Jacques Tavora Alfonsin (*)
No dia 21 deste mês de agosto completou-se um ano do assassinato
praticado contra o agricultor Elton Brum da Silva, como conseqüência de
uma ordem judicial determinada em ação movida contra agricultores
sem-terra, como ele, no município de São Gabriel. A agilidade que o
Poder Judiciário mostrou para defender o direito de propriedade, no
processo que assassinou Elton, é geometricamente desproporcional aos
males que esse direito causa, mesmo quando descumpre a sua função
social.
Para se ter uma idéia desse fato, é suficiente uma busca de internet no site do Tribunal de Justiça do Rio Grande do Sul, comarca de São Gabriel, para se constatar que nem data de audiência para coleta de possíveis provas foi designada, no processo 20900023900, que apura a responsabilidade criminal do policial militar que matou o Elton.
Para se ter uma idéia desse fato, é suficiente uma busca de internet no site do Tribunal de Justiça do Rio Grande do Sul, comarca de São Gabriel, para se constatar que nem data de audiência para coleta de possíveis provas foi designada, no processo 20900023900, que apura a responsabilidade criminal do policial militar que matou o Elton.
Enquanto a ordem letal teve execução imediata, o processo crime segue
a passo de gente que caminha a pé e cansada de promessas legais
traídas, bem como ele caminhava… Elton engrossa a lista macabra de
gaúchos mortos em defesa de sua dignidade e cidadania, direito de acesso
à terra, reforma agrária, ora pelos efeitos das ordens judiciais, ora
pela repressão violenta dos seus protestos coletivos. Ah, não vai faltar
quem diga: “Tudo certo, mas onde se lembra aí o soldado da BM, Valdeci
de Abreu Lopes, que morreu na esquina democrática de Porto Alegre, num
outro agosto, esse de 1990, durante um protesto dos sem-terra”? – Com a
dor que se lamenta a morte do Elton e de tantos outros que não vivem
mais, tem de se chorar a desse brigadiano, mas sem se esquecer, sob pena
de cumplicidade com a versão tendenciosa que a mídia produziu na época,
duas diferenças notáveis, pelo menos.
A primeira, a de que o assassino do Elton, além de somente ter sido
identificado pela sua corporação mais de mês depois do assassinato, está
gozando de plena liberdade, não havendo chance de se saber nem quando
será julgado, enquanto os sem-terra denunciados criminalmente pela morte
de Valdeci foram presos em seguida e aguardaram, nessa condição de
confinamento, mais de ano antes do júri que os condenou. a segunda, de
que o tiro que matou o Elton foi dado pelas costas, sem possibilidade
alguma de defesa da vítima, enquanto o instrumento que matou o
brigadiano deu-se em reação imediata ao tiro que ferira no abdome uma
agricultora sem-terra que participava do protesto.

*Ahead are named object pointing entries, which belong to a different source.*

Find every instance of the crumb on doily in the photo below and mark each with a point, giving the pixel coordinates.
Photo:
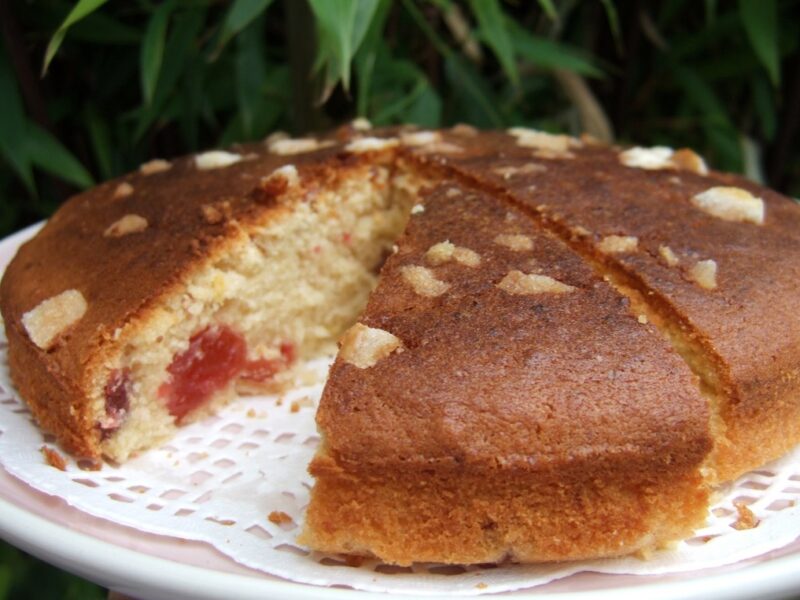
(351, 560)
(90, 464)
(746, 520)
(296, 405)
(279, 517)
(53, 458)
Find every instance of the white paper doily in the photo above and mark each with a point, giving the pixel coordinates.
(220, 480)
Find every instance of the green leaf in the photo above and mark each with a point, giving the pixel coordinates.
(177, 52)
(472, 92)
(760, 21)
(613, 23)
(100, 139)
(549, 9)
(240, 14)
(549, 54)
(764, 104)
(366, 56)
(47, 153)
(493, 31)
(152, 49)
(426, 110)
(711, 10)
(341, 26)
(82, 9)
(99, 28)
(251, 70)
(12, 125)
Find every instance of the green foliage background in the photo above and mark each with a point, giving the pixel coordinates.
(91, 89)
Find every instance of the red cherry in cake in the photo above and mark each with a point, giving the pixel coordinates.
(117, 401)
(215, 356)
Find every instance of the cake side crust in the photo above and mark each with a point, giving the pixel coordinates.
(466, 517)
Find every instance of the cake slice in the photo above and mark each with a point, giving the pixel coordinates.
(147, 302)
(498, 399)
(711, 258)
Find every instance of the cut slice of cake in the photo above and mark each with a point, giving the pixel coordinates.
(499, 399)
(710, 258)
(570, 346)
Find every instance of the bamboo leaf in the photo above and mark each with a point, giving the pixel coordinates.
(367, 55)
(178, 50)
(548, 54)
(100, 138)
(341, 27)
(764, 104)
(613, 23)
(493, 31)
(251, 70)
(12, 126)
(152, 49)
(47, 153)
(240, 14)
(549, 9)
(760, 21)
(472, 92)
(82, 9)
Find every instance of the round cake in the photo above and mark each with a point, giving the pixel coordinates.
(550, 348)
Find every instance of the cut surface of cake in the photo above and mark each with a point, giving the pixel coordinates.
(192, 279)
(518, 412)
(565, 345)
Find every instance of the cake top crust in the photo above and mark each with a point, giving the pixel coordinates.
(126, 242)
(721, 251)
(548, 370)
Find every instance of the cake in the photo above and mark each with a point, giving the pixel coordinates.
(551, 348)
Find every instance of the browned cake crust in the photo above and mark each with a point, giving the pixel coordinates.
(193, 216)
(532, 425)
(743, 336)
(569, 348)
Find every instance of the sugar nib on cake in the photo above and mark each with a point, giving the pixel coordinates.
(550, 349)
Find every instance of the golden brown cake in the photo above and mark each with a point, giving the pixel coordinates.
(146, 302)
(521, 409)
(568, 347)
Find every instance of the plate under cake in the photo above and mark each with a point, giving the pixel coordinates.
(712, 258)
(573, 344)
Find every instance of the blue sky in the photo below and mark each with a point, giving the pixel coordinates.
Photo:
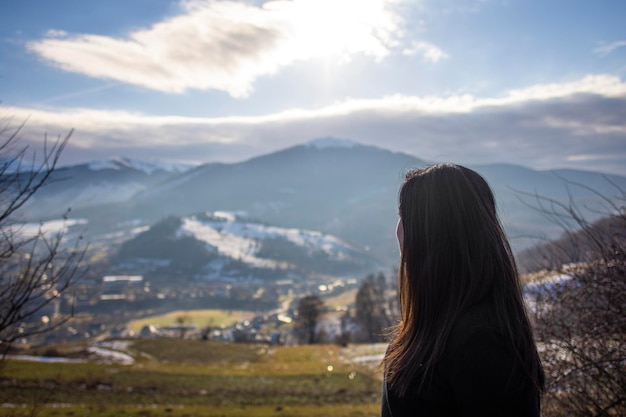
(535, 83)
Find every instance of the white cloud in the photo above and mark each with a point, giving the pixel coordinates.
(429, 51)
(542, 126)
(606, 49)
(226, 45)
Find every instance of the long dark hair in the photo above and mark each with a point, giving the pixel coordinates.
(454, 255)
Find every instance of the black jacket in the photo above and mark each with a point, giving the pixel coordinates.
(477, 375)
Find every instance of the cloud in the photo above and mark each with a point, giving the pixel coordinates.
(227, 45)
(608, 48)
(578, 124)
(429, 51)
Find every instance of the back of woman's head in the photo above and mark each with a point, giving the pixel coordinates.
(454, 255)
(454, 247)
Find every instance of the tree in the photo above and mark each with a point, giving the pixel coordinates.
(372, 309)
(35, 269)
(580, 319)
(308, 313)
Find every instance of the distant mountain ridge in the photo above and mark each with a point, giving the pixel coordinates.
(329, 185)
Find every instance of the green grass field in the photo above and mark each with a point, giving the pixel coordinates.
(172, 377)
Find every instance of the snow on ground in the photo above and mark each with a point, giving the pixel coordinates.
(48, 359)
(109, 356)
(147, 166)
(238, 239)
(48, 228)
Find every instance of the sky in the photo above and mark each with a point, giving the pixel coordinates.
(529, 82)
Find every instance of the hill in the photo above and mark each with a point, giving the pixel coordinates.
(332, 186)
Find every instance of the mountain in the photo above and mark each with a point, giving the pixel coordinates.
(98, 182)
(222, 245)
(333, 186)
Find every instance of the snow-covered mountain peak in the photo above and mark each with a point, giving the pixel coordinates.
(329, 142)
(146, 166)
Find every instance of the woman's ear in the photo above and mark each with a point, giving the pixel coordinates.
(400, 234)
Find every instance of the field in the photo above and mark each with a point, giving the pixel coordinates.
(171, 377)
(201, 318)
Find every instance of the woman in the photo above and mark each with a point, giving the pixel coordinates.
(464, 345)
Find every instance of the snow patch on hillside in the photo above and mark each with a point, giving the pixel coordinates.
(239, 239)
(146, 166)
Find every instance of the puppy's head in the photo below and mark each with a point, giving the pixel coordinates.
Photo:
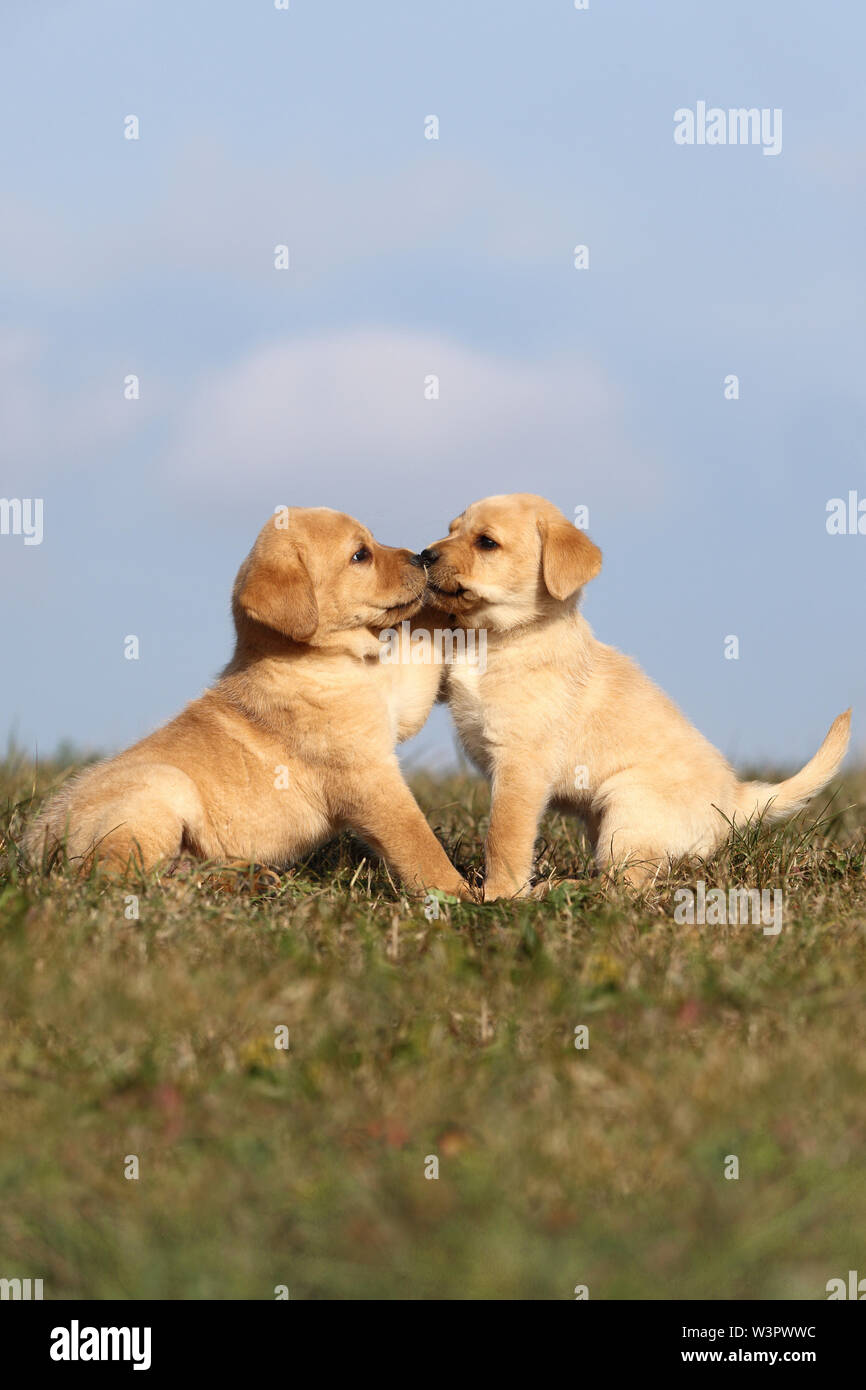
(316, 576)
(509, 560)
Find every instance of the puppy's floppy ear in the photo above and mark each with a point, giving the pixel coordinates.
(281, 597)
(569, 558)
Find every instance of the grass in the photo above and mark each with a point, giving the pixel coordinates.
(453, 1037)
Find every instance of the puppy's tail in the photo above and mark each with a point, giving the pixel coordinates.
(780, 799)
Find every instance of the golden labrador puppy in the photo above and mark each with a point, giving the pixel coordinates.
(295, 741)
(559, 719)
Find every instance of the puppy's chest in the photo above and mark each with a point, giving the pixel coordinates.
(473, 710)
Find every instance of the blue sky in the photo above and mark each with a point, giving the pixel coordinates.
(452, 256)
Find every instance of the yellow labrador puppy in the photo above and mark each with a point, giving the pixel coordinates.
(295, 741)
(559, 719)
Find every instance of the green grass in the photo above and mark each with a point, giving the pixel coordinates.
(413, 1037)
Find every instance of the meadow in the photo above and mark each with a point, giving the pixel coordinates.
(413, 1039)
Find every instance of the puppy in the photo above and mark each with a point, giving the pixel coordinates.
(295, 741)
(559, 719)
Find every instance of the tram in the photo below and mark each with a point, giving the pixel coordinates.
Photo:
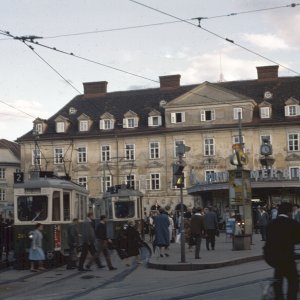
(49, 200)
(120, 204)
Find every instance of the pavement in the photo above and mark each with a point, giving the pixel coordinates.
(223, 255)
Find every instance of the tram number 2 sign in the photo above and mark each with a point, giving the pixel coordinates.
(19, 177)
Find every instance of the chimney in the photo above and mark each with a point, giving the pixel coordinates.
(92, 89)
(169, 82)
(267, 73)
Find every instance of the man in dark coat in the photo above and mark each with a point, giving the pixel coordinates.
(197, 230)
(161, 225)
(211, 226)
(281, 236)
(73, 243)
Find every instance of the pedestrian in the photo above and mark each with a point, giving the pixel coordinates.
(102, 245)
(197, 230)
(162, 239)
(281, 236)
(36, 252)
(262, 221)
(133, 242)
(88, 243)
(73, 243)
(211, 227)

A “explicação” que se dá para tudo isso, já que justificativa não
existe, é da mais variada espécie e artifício, como costuma acontecer
com aquelas doutrinas jurídicas rubricistas que sustentam formulismos
enredados na tramitação dos processos judiciais. Há prazos diversos para
acusações, há prazos para defesas, para recursos, para sentenças. Só
não há prazo para se perseguir, prender e, se as circunstâncias exigirem
(?), matar gente pobre, lutando por seus direitos. Elton não é a
primeira e, pelo rumo que a história vem demonstrando, não será a última
vítima dessas injustiças perpetradas “em nome da lei e do direito”. São
tantos os conflitos gerados pela concentração da propriedade privada
sobre terra, em nosso Estado e no país, o inexplicável atraso na
execução da reforma agrária, provado pelo número das ações judiciais de
desapropriação de terra paradas nos tribunais, que isso provocou até
mudança em um dos dispositivos do Código de Processo civil.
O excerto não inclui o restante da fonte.